There are a lot of musical sounds you can get, and a lot of styles you can cover with this. Slap players will definitely find the funk. Rockers will find the thunder. And everyone will find the nato body to be beautiful in shape. But the big selling point is the three-piece neck, which is stable, nippy and comfortable enough to get you through some epic jams. Overall, this is one of the best beginner bass guitars.
Jackson Concert JS3
Jackson is another name well known in rock and metal circles, and has carved itself a nice niche in this world thanks to a range of instruments designed to encourage speed and precision. The Jackson Concert JS3 is almost the perfect guitar for fans of thrash metal, with its razor-thin neck and active onboard electronics providing the perfect platform to support all types of riffs.
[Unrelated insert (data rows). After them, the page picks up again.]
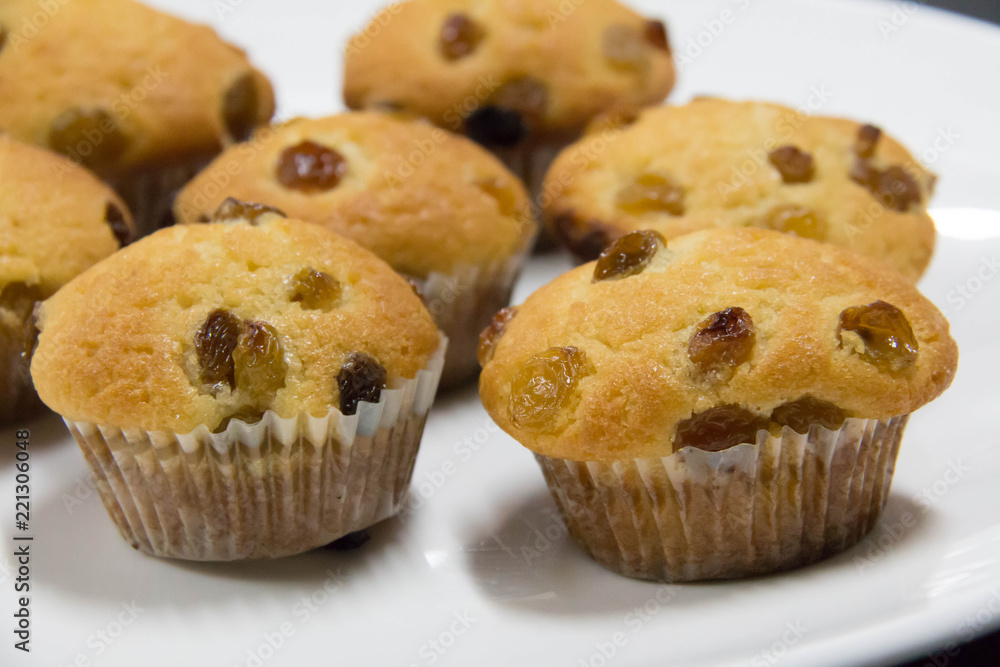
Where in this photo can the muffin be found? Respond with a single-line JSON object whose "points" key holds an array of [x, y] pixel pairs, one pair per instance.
{"points": [[246, 389], [436, 207], [56, 220], [716, 163], [140, 97], [522, 77], [697, 429]]}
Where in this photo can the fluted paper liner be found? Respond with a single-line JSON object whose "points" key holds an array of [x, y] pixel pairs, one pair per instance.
{"points": [[783, 502], [463, 303], [274, 488]]}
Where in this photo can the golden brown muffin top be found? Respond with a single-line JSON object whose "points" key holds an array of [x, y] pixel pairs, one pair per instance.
{"points": [[716, 163], [418, 197], [557, 63], [56, 219], [196, 324], [753, 319], [115, 84]]}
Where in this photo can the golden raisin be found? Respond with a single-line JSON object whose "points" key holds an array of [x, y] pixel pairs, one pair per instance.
{"points": [[240, 107], [315, 290], [799, 415], [118, 224], [89, 136], [867, 141], [234, 209], [719, 428], [798, 220], [492, 334], [887, 336], [651, 193], [625, 48], [259, 360], [361, 378], [460, 36], [214, 344], [310, 167], [794, 164], [656, 34], [544, 385], [629, 255], [724, 340]]}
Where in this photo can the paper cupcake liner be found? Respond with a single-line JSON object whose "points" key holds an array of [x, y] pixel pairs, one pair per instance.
{"points": [[781, 503], [149, 191], [462, 304], [275, 488]]}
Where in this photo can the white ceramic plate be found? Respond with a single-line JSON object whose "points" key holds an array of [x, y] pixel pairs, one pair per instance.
{"points": [[482, 573]]}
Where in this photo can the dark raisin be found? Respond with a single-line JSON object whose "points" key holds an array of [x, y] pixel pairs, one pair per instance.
{"points": [[234, 209], [460, 36], [886, 333], [361, 378], [259, 360], [88, 136], [492, 334], [310, 167], [799, 415], [651, 193], [719, 428], [794, 164], [315, 290], [214, 344], [240, 107], [724, 340], [544, 385], [119, 225], [629, 255]]}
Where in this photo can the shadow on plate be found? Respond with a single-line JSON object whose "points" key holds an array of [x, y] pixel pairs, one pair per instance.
{"points": [[530, 562]]}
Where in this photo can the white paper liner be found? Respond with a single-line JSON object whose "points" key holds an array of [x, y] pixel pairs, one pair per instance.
{"points": [[781, 503], [462, 304], [274, 488]]}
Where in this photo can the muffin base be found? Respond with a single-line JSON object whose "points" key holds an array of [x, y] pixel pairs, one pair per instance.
{"points": [[275, 488], [781, 503]]}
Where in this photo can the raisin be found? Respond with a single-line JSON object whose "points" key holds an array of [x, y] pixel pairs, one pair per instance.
{"points": [[656, 34], [310, 167], [625, 48], [118, 224], [361, 378], [629, 255], [799, 415], [460, 37], [544, 385], [214, 344], [794, 164], [867, 141], [315, 290], [233, 209], [798, 220], [888, 338], [259, 360], [89, 136], [491, 335], [719, 428], [240, 107], [651, 193], [724, 340]]}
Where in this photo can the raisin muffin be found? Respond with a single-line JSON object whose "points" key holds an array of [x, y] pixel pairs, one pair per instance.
{"points": [[693, 429], [142, 98], [522, 77], [436, 207], [245, 389], [56, 220], [716, 163]]}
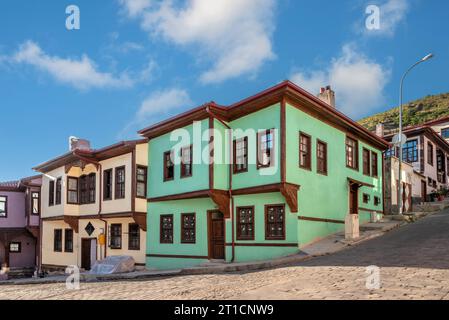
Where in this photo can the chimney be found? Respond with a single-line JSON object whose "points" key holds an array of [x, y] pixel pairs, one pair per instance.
{"points": [[79, 144], [327, 95], [380, 130]]}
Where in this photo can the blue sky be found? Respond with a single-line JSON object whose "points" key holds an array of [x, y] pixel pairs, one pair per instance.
{"points": [[134, 62]]}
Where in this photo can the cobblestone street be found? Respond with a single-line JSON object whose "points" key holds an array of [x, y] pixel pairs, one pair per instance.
{"points": [[413, 261]]}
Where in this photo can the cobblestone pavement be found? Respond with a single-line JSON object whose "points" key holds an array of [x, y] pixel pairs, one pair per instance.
{"points": [[413, 261]]}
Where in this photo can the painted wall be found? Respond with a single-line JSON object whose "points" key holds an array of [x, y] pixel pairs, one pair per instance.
{"points": [[200, 172], [325, 196]]}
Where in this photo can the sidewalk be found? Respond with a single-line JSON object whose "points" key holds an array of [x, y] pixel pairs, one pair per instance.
{"points": [[324, 246]]}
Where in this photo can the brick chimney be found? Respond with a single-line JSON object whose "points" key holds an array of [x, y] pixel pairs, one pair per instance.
{"points": [[327, 95], [79, 144], [380, 130]]}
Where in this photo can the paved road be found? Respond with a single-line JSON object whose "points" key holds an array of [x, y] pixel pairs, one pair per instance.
{"points": [[413, 262]]}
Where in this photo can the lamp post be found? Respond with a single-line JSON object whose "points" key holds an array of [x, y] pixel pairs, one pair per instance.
{"points": [[428, 57]]}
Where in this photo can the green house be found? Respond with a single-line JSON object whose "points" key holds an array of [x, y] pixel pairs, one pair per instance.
{"points": [[258, 179]]}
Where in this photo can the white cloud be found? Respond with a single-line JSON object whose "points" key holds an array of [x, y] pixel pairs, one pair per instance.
{"points": [[79, 73], [392, 13], [358, 82], [234, 36]]}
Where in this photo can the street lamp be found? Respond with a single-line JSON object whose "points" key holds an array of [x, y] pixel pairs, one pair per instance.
{"points": [[428, 57]]}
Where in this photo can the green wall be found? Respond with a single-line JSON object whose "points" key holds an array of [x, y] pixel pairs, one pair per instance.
{"points": [[324, 196]]}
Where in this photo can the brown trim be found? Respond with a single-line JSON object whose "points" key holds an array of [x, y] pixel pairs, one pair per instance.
{"points": [[324, 144], [234, 155], [72, 190], [153, 255], [117, 184], [183, 165], [360, 183], [145, 168], [283, 142], [130, 248], [321, 220], [288, 90], [355, 155], [253, 223], [366, 162], [211, 152], [183, 241], [107, 197], [267, 236], [238, 244], [308, 165], [164, 163]]}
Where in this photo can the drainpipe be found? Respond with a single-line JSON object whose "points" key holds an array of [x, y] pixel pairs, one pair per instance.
{"points": [[231, 197], [100, 199]]}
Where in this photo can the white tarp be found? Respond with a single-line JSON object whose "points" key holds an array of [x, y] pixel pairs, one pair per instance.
{"points": [[113, 264]]}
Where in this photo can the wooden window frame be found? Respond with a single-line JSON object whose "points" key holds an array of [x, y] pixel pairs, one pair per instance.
{"points": [[239, 235], [261, 134], [144, 182], [376, 201], [57, 241], [19, 250], [92, 188], [244, 167], [183, 240], [374, 164], [161, 218], [6, 207], [164, 163], [118, 194], [51, 193], [270, 237], [366, 161], [66, 238], [366, 198], [108, 184], [324, 144], [183, 165], [72, 190], [430, 153], [38, 203], [355, 155], [113, 236], [308, 151], [137, 235], [58, 191]]}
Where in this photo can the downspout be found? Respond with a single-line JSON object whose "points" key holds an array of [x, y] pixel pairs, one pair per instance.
{"points": [[231, 197]]}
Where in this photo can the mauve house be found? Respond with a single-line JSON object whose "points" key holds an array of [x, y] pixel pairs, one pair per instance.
{"points": [[20, 204]]}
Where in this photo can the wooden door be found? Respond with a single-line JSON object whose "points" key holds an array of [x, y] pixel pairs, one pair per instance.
{"points": [[85, 253], [216, 235], [353, 199]]}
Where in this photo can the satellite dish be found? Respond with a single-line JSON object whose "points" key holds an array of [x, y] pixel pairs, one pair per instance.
{"points": [[397, 139]]}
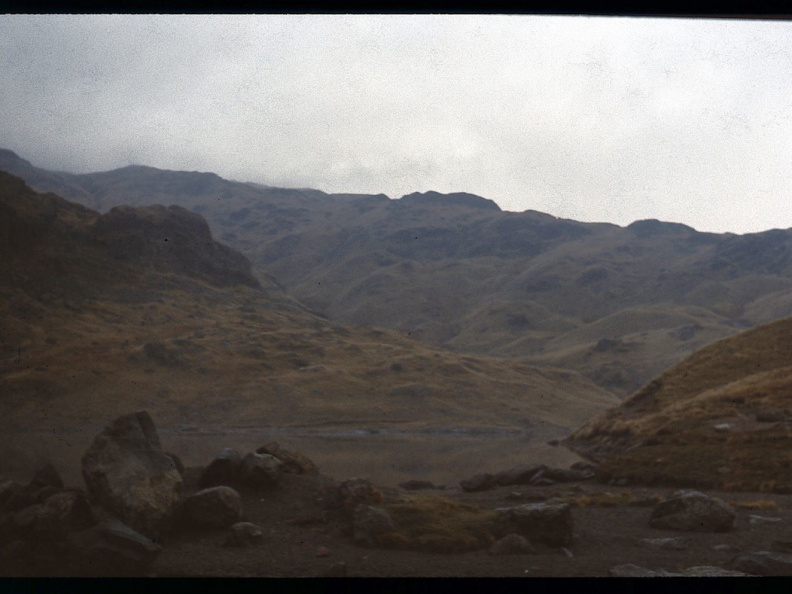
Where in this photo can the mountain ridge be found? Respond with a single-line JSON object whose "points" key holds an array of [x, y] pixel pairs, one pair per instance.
{"points": [[474, 279]]}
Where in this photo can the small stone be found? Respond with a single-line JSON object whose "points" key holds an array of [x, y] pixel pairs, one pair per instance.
{"points": [[511, 544], [337, 570], [725, 547], [754, 520], [243, 534], [669, 544]]}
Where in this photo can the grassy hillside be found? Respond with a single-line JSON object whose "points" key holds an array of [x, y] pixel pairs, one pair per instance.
{"points": [[455, 271], [719, 418], [91, 330]]}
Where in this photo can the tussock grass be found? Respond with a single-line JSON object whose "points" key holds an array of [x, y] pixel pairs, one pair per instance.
{"points": [[602, 499], [751, 461], [759, 504], [435, 524]]}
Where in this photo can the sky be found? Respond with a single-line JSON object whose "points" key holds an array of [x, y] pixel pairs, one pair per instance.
{"points": [[598, 119]]}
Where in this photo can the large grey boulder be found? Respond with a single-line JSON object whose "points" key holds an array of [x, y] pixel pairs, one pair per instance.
{"points": [[223, 470], [545, 523], [127, 473], [112, 549], [261, 470], [368, 522], [216, 507], [693, 511], [763, 563]]}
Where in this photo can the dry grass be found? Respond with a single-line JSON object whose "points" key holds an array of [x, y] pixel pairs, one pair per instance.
{"points": [[436, 524]]}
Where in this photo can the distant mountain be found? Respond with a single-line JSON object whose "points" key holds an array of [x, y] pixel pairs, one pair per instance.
{"points": [[718, 419], [139, 308], [618, 304]]}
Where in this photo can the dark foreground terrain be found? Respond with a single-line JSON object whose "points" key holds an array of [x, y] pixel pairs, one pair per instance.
{"points": [[611, 528], [605, 537]]}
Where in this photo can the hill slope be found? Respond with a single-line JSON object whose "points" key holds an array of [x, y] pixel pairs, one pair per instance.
{"points": [[454, 271], [720, 418], [99, 317]]}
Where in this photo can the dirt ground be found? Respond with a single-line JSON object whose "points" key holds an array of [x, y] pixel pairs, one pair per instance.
{"points": [[299, 543]]}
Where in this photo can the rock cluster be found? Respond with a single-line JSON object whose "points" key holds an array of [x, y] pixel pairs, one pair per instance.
{"points": [[133, 496], [532, 474]]}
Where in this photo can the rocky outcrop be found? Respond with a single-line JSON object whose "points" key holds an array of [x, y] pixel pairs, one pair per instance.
{"points": [[546, 523], [478, 482], [243, 534], [629, 570], [293, 462], [223, 470], [519, 475], [127, 473], [172, 238], [261, 470], [216, 507], [368, 522], [511, 544], [112, 549], [693, 511]]}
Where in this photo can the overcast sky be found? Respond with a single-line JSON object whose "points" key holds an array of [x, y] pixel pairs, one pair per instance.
{"points": [[591, 118]]}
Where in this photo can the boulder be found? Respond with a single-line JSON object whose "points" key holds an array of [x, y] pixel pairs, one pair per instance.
{"points": [[546, 523], [127, 473], [519, 475], [22, 524], [340, 500], [566, 475], [215, 507], [243, 534], [763, 563], [293, 462], [46, 476], [479, 482], [223, 470], [368, 522], [261, 470], [177, 462], [631, 570], [693, 511], [416, 485], [542, 481], [112, 549], [511, 544], [17, 498]]}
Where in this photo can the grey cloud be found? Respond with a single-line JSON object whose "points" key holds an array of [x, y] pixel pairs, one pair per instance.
{"points": [[607, 119]]}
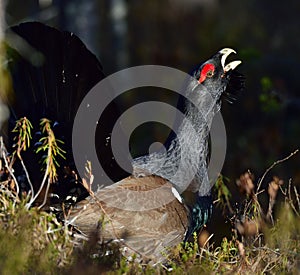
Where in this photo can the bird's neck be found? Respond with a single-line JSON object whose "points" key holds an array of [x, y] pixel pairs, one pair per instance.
{"points": [[184, 161]]}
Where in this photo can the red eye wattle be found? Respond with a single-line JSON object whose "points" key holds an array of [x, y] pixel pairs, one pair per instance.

While there are additional controls on the body to help shape your ideal tone, we suggest you might look elsewhere for folk or pop styles. For metalheads, however, there aren’t many better options at this price. Overall, this is one of the best beginner bass guitars.
Things To Consider Before Buying The Best Bass Guitars For Beginners
- Budget: For The Best bass guitars for beginners, our opinion about price and money is finding a balance between something that is worth keeping as an investment for the long term, as well as a bass that will not cost an arm and a leg when we first start – the will just be so unnecessary for now. However, when it comes to musical instruments in general, the price starts to get muddled because we know a lot of professional musicians who use guitars that are not the most expensive in the world – it all comes down to the feeling you want to achieve, and frankly determines money that is not always.
- Type: Then we have one of the most important questions here: what type of bass guitar are you looking for? We have a very common acoustic vs. electric bass debate. The main difference is not only how it feels to play, but especially how it sounds. The overall tone of each is very different, with their titles that are relatively self-evident – for acoustic, think similar to acoustic guitars (some also say an advantage with acoustic-electric bass guitars is their ability to play without having to use a loudspeaker and amplifier ), which is electrically powered by an external source and which has classical, ‘electric’ sound that many are familiar with.
- String count: We will always recommend staying with the traditional 4-string bass guitar, especially if you are just starting out. These not only have much narrower necks than other strings but are traditionally tuned in the standard E-A-D-G format to help you learn optimally. If you want to go higher with the number of strings, be our guest – there may be a number of advantages, such as which style you want to learn (about which we will speak later). Certain styles, such as country or worship music, usually contain songs arranged in B which can be beneficial with 5-string bass (their tuning changes to B-E-A-D-G).
Learning to play bass guitar is both exciting and difficult. Compared to an electric guitar, bass works in a completely different environment. If you are interested in which bass guitars belong to that group, read our recommendations for the best beginners bass guitars that you can buy right now. By the time you finish reading here, you should have enough info to pick out the best bass guitar that suits your needs and budget.